The three criteria of the RFP were purely pecuniary: fixed annual consideration, the percentage of GGR stemming from the operation of the casino games and the variable annual consideration.

Everything seems to be based on a purely economic view of a Government that seems uninterested in developing the gaming industry, but solely focused in collecting revenue from an activity that continues to be an absolute reserve of the State. Hence the concession model, under which, the State, not willing to or not having the means to, allows it to be operated by private entities through concession contracts, in the case ofthe gaming areas of Estoril and Figueira da Foz, for a period of 15 years.

A very brief research of the history of industry in Portugal is sufficient to conclude that much or little has changed in terms of public policy since the practice of games in land based casinos was legalized in 1927, through Decree No. 14643 of 3 December 1927.

At that time, and notwithstanding other objectives, the legislature declared that the enactment of the legislation would serve as a means of reducing to a minimum the abuses that were being committed in the illegal gambling activity, protecting the stakeholders by avoiding marginal behaviour, assuming that gambling was a reality against which repressive measures could not fight, and a true intention to minimize theconsequences of the harmful of the activity by taking care of the interests of the families.

In addition to those public policy statements, the most important of all was the one that declared that the legalization intended to get the most revenue from the gaming activity.

I.e., after almost 100 years, the Portuguese State maintains the same configuration and legal structure.

Malgré the evolution that has been seen in various parts of the world, the Portuguese Government seems to maintain the same public policy with a single objective: to collect the maximum revenue for the State.

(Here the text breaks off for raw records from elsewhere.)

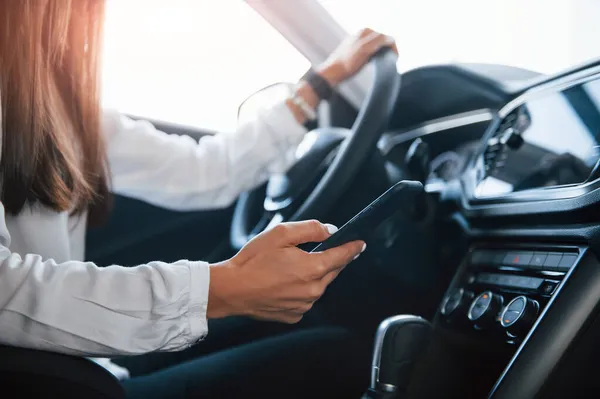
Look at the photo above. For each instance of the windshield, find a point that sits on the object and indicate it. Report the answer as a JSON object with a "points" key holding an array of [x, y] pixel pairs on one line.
{"points": [[541, 35]]}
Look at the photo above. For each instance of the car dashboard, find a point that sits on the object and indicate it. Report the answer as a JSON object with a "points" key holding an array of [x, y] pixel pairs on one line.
{"points": [[518, 318]]}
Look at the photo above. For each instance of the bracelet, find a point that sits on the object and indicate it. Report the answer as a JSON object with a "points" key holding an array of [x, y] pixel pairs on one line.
{"points": [[308, 112], [319, 84]]}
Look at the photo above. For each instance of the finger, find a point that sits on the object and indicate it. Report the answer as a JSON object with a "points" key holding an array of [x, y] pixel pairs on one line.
{"points": [[374, 43], [296, 233], [336, 258], [329, 277], [283, 317], [365, 32]]}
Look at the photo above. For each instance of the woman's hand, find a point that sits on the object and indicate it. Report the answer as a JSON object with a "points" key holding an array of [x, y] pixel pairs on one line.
{"points": [[352, 54], [270, 278]]}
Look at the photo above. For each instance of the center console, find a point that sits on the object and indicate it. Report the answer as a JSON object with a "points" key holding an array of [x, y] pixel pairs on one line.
{"points": [[490, 312], [500, 292]]}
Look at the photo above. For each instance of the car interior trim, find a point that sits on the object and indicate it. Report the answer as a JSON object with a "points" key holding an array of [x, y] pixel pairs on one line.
{"points": [[435, 126]]}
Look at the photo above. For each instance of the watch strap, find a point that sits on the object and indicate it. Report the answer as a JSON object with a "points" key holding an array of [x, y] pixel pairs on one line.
{"points": [[319, 84]]}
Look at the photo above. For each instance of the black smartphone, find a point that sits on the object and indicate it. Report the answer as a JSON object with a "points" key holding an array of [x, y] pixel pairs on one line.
{"points": [[405, 197]]}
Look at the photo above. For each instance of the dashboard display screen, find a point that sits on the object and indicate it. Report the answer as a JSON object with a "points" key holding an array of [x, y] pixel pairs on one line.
{"points": [[550, 140]]}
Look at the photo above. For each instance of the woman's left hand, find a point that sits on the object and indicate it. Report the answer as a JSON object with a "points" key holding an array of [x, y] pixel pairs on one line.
{"points": [[352, 54]]}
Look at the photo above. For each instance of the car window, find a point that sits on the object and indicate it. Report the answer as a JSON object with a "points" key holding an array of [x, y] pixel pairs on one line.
{"points": [[540, 35], [191, 62]]}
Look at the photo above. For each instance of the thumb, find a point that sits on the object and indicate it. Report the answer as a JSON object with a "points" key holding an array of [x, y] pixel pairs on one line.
{"points": [[296, 233]]}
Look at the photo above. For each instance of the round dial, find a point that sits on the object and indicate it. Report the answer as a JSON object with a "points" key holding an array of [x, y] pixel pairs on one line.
{"points": [[519, 315], [484, 309], [456, 302]]}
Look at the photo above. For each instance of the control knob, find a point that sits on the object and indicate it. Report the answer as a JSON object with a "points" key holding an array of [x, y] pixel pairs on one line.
{"points": [[519, 315], [484, 309], [456, 303]]}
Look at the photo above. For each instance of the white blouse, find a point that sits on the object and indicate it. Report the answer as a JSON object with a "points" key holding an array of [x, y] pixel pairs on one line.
{"points": [[51, 299]]}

According to statistics published by the national department, Portugal set a historical record last July of 3.4 million guests and 9.9 million nights. What does that mean?

That Portugal has become an international tourism destination par excellence. In our views, public policy should be changed from only based on revenue collection into a policy that considers once and for all the gaming industry as part of the tourism and entertainment industry, attracting more and more tourists eager to have distinctive experiences.

1927 legislature assumed that gambling was an activity against which the State could not be fought in a “necessary evil” view. The legislature, almost a century later, is unaware of this reality, but seems dormant.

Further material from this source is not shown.